National and local advocates say the hot months — which for many conjure images of beaches, pools and lazy days — exacerbate the achievement gap and lead to significant “summer brain drain,” with students losing academic skills while away from school.

So families are enrolling their children in academic-focused summer programs to stay on track or get ahead for the coming school year.

National Summer Learning Day —an advocacy day celebrated last Wednesday — emphasizes the importance of keeping children learning during the long summer break. In 2009, experts from Johns Hopkins University determined that, regardless of family income or background, students lose more than two months of the math computational skills they learned during the academic year. In reading, students from low-income homes lose as much as three months of their skills, while middle-class students make slight gains.

In the District, more than 2,700 students in kindergarten through the seventh grade participate in the public school system’s free summer programs at nine schools. And even more participate in other free, academic-focused summer programs run by nonprofits, charter schools and other organizations.

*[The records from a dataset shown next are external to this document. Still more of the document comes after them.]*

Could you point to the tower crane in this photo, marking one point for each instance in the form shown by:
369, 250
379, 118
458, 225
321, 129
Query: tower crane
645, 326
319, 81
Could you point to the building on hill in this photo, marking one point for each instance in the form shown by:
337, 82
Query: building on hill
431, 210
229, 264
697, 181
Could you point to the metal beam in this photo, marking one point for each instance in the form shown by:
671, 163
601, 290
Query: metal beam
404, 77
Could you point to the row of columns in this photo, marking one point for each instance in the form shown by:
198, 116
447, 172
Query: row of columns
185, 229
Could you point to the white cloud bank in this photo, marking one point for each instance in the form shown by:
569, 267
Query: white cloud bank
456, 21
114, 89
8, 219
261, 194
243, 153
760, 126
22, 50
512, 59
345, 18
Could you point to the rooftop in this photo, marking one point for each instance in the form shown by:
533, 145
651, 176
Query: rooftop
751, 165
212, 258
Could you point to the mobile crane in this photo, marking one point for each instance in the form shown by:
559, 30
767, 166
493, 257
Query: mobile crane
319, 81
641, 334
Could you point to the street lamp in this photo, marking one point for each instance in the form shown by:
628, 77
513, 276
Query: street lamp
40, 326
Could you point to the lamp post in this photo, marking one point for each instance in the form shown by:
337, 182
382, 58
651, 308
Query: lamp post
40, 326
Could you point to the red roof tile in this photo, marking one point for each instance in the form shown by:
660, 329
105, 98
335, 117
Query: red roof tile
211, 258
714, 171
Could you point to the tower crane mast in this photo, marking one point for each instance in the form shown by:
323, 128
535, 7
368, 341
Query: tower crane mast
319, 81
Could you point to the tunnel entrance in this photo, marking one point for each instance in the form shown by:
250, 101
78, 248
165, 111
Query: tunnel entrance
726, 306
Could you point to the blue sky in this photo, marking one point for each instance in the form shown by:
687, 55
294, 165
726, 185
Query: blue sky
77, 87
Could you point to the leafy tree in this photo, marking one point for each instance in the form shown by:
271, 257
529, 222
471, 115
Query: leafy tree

“We know that these summer months are some of the most important months of the year for our young people,” first lady Michelle Obama said in a video message commemorating National Summer Learning Day. “In fact, research shows that if kids take a break from learning all summer, they not only miss out on new information and skills, they can actually lose up to three months’ worth of knowledge from the previous year.”

Brittany McAllister, a third-grade math teacher at Seaton Elementary School in Shaw, also serves as a summer school teacher at Power Scholars Academy — a six-week summer program at Seaton Elementary hosted by the YMCA in collaboration with the nonprofit BELL organization. About 90 percent of the 130 students enrolled in the summer academy attend Seaton during the academic year.

McAllister said that rounding numbers is one of the hardest math concepts for third-graders to grasp. Students who attend the summer program typically have a much easier time during the school year understanding rounding than those who don’t, she said.

“The students had retained what they learned over the summer, and we’re able to carry it into the school year,” McAllister said.

About 5,000 students throughout the country are enrolled in a Power Scholars Academy. There are two academies in the District, the one at Seaton and another at nearby Cleveland Elementary School. Taught by certified teachers, the programs include 90 minutes each of math and reading instruction each day. The afternoon is filled with science courses and extracurricular activities, including music, drama, leadership development and fitness.

“I like to play the drums,” said 7-year-old Christian Nanton, a rising second-grader who attends the program at Seaton. “I’ve been banging on things since I’ve been born.”

Janice Williams, the senior vice president of program development at the YMCA of Metropolitan Washington, said parents rush to sign up their children in the summer programs each year. Enriching options for students in the summer can be expensive, and these programs provide free supervision for children while also giving them meaningful academic experiences.

The children also look forward to the summer program, Williams said, asking their teachers during the academic year when their parents can enroll them.

“If we can maintain that kind of excitement in our young people, then we will not have the problem of students dropping out,” Williams said. “All of these scholars know they are going to college.”

To combat the “summer brain drain,” many D.C. charter and public schools offer extended school years so students have shorter summer breaks. In February, D.C. Public Schools (DCPS) announced that nearly 4,000 students at schools in some of the city’s poorest neighborhoods would move to extended-year schedules next fall. So instead of a long summer break, students would have more frequent breaks during a school year that runs 200 days across 12 months.

For older children this summer, the city’s public school system is offering an enrichment program for 100 students in fifth through eighth grades at three schools.

“This is the first year that the summer enrichment program has been held east of the Anacostia River to ensure even more equal access,” said Michelle Lerner, a schools spokeswoman. “The DCPS summer enrichment program is unique because students help design their learning experience in mini-courses that explore topics such as forensic science, theater production, ancient civilizations and mythology.”